В землянке стало тихо так, что слышно было капель у входа. Сёмин подался к листку, будто хотел перечесть числа сам. Морозов держал кружку, не отпивая. Кравцов, политрук, открыл рот добавить и закрыл — к этим трём строкам добавить было нечего.

— А раз так, — голос Трофимова стал жёстким, рабочим, — ваша работа сегодня не гусь. Гуся сожжёте — он один, на его место завтра пришлют другого, у немца их пока хватает. Ломайте не борт. Ломайте то, без чего и сотня бортов — куча железа над степью. Полосу. Разгрузку. Штабель, к которому он сел. Тягач от борта к складу. Собьёте цикл — он сядет, а разгрузиться не сможет; разворотите полосу — следующий ляжет на брюхо своим же поперёк. Тогда из восьмидесяти тонн до окопа не дойдёт и сорок. Понятно ставлю?

— Понятно, — сказал я.

Я слушал, не меняясь в лице. Трофимов выкладывал на листок то, что я носил под рёбрами, — только он клал прикидку на день, а я знал исход на зиму. Идти к этому исходу надо было руками: вот этим вылетом, по этой полосе, сегодня.

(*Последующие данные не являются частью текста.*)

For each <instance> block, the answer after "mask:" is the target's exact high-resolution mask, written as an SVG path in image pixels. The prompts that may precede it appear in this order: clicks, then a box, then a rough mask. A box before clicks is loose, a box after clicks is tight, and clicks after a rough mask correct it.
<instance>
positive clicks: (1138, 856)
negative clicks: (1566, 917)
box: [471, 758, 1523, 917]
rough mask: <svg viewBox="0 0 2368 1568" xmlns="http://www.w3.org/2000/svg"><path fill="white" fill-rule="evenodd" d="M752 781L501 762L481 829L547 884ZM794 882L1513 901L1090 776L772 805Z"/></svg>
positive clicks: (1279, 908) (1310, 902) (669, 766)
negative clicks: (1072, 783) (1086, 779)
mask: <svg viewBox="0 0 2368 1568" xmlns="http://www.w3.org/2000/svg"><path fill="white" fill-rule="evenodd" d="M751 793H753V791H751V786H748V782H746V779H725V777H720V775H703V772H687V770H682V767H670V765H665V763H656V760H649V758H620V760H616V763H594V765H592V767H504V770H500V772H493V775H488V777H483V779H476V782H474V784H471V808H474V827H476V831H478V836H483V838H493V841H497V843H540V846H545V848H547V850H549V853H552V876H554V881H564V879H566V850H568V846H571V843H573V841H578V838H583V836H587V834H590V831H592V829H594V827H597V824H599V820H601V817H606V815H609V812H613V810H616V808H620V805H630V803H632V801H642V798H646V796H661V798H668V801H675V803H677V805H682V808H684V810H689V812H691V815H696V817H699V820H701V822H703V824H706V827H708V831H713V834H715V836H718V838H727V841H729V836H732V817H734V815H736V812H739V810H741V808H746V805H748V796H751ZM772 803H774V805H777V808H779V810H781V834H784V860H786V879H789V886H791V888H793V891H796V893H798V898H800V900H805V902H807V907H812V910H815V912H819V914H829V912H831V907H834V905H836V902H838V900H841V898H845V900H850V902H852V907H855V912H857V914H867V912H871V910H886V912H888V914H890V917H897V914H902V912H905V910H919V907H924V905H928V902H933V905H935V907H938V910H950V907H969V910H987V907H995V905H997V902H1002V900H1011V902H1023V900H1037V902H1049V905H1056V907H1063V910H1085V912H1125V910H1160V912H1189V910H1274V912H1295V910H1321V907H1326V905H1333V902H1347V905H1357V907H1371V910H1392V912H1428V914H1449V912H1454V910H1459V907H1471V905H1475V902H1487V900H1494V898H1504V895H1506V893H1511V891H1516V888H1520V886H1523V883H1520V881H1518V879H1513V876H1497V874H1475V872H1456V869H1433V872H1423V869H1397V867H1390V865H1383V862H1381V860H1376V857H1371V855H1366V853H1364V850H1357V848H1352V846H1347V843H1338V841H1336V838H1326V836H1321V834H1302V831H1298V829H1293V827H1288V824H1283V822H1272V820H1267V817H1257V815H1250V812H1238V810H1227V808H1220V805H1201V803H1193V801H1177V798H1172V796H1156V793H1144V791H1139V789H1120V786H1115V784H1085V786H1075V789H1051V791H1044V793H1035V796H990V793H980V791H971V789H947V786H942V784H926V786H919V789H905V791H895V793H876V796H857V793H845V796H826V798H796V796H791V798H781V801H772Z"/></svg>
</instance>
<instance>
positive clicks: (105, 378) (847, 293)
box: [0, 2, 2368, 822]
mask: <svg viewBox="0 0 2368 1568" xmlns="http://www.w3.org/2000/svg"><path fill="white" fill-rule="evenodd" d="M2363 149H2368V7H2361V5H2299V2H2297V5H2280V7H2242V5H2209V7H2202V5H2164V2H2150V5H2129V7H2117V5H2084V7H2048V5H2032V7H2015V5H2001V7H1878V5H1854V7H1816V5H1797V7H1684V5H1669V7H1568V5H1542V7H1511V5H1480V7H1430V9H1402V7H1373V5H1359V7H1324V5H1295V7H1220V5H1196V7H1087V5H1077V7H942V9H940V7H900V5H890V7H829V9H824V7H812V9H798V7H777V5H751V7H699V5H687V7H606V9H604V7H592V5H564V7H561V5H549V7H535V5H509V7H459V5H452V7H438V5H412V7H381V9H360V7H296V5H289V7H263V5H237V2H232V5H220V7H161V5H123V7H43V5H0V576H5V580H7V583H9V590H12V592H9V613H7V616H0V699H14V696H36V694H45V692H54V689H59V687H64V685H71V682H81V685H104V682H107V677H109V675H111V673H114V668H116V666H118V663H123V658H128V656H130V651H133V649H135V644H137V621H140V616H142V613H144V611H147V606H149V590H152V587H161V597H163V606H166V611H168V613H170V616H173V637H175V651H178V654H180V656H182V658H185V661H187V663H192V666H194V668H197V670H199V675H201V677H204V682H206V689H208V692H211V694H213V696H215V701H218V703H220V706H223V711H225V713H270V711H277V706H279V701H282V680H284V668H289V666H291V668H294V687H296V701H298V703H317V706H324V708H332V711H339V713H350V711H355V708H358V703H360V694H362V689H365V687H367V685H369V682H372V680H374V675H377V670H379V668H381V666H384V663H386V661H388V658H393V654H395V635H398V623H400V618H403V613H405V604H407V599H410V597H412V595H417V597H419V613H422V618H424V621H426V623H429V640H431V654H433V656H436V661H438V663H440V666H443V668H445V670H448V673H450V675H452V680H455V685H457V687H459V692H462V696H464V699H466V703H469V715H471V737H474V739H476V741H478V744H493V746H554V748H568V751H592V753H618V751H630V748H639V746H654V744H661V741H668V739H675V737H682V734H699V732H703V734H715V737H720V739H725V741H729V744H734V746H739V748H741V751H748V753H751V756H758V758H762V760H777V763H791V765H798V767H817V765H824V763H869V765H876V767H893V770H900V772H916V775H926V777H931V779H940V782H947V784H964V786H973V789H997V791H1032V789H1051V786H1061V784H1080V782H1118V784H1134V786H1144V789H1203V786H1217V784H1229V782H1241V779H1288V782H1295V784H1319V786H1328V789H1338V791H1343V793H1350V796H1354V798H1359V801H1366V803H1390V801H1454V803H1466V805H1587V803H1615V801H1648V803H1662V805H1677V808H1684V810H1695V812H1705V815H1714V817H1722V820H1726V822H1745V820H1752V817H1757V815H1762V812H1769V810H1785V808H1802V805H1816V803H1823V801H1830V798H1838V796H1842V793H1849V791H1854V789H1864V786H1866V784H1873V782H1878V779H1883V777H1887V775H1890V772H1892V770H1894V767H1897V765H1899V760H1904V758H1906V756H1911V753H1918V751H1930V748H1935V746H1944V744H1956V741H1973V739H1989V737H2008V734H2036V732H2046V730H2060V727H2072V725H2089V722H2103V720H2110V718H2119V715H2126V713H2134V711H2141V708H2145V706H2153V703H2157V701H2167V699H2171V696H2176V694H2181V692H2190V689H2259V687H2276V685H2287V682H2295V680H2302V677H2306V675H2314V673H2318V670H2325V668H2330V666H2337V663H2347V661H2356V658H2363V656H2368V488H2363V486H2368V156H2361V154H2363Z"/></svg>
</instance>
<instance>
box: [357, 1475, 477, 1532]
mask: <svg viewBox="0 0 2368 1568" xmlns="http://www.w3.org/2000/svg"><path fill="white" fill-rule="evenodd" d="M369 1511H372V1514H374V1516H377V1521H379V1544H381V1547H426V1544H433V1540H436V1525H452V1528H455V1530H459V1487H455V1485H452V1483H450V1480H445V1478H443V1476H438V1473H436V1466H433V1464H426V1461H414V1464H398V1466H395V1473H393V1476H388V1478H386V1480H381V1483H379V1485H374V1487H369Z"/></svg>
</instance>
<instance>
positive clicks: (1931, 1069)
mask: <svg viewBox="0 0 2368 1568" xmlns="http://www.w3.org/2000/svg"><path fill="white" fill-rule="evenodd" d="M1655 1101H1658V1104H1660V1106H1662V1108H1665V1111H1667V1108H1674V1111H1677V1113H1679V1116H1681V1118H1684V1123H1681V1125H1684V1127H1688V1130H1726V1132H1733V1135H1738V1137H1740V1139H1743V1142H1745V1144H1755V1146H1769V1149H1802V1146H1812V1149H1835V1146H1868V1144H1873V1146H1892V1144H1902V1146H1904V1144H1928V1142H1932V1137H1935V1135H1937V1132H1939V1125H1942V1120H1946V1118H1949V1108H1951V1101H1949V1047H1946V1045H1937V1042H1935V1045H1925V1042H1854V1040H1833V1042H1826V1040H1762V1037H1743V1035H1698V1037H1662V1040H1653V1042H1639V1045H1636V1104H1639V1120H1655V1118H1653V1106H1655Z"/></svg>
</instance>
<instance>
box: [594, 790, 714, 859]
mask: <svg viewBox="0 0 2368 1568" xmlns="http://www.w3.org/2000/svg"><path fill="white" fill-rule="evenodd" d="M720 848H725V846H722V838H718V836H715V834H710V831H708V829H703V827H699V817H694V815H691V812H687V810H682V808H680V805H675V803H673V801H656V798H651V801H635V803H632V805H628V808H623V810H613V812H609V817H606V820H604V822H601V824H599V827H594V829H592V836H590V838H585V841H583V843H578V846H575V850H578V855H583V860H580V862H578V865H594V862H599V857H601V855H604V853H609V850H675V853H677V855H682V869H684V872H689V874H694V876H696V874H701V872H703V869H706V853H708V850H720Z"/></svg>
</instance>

— Снаряжать под узел, не под борт, — сказал я, вставая. — Эрэсы все. Сотку — две: одну под штабель, одну в полосу, воронкой. В ленту осколочно-зажигательный гуще, по разгрузочным командам, по тягачам. Жечь будем не гуся — то, чем он на земле живёт.

Восьмёрку я поднял перестроенную. Воробьёв справа, на захаровском месте, уже почти своём, — я привыкал доворачивать на него шеей. Морозов с Сошниковым второй парой. Гладков третьей, и с ним Сёмин, потому что бабенковский борт лежал на брюхе в сорока километрах, движок с него только снимали. Восьмым шёл Лагутин — лётчик декабрьского пополнения, второй боевой, которого я держал поближе к себе, как держал когда-то зелёного Сошникова. Панин замыкал. Прикрытие — пара Яков, тонкая, как всегда.

* * *

Площадку выдал столб прогретого воздуха над укатанным снегом, дымки моторов, что не глушат на разгрузке.

Узел открылся весь сразу — не один севший гусь, как третьего дня, а целая работа на снегу. Серая накатанная полоса, на ней один трёхмоторный на разбеге уходил порожняком; у края, носами врозь, два других стояли с распахнутыми боками; меж ними сновали тягачи, ползали фигурки команд, темнели штабели. И всё это сошлось в одну точку под целиком — укатанное серое полотно перед разгрузкой, куда садился каждый, кто кормил кольцо. Туда я и клал.

— Под нами всё, — сказал я в эфир. — Не борт. Узел. Я с Воробьёвым — полосу и разгрузку у штабеля. Морозов, Сошников — тягачи и команды между бортов. Гладков, Сёмин — штабель горючего, бочки. Лагутин — за мной, бьёшь по моему дыму, не доворачивай. Заход один, поперёк. Отстрелялся — в степь, низом, не виснуть.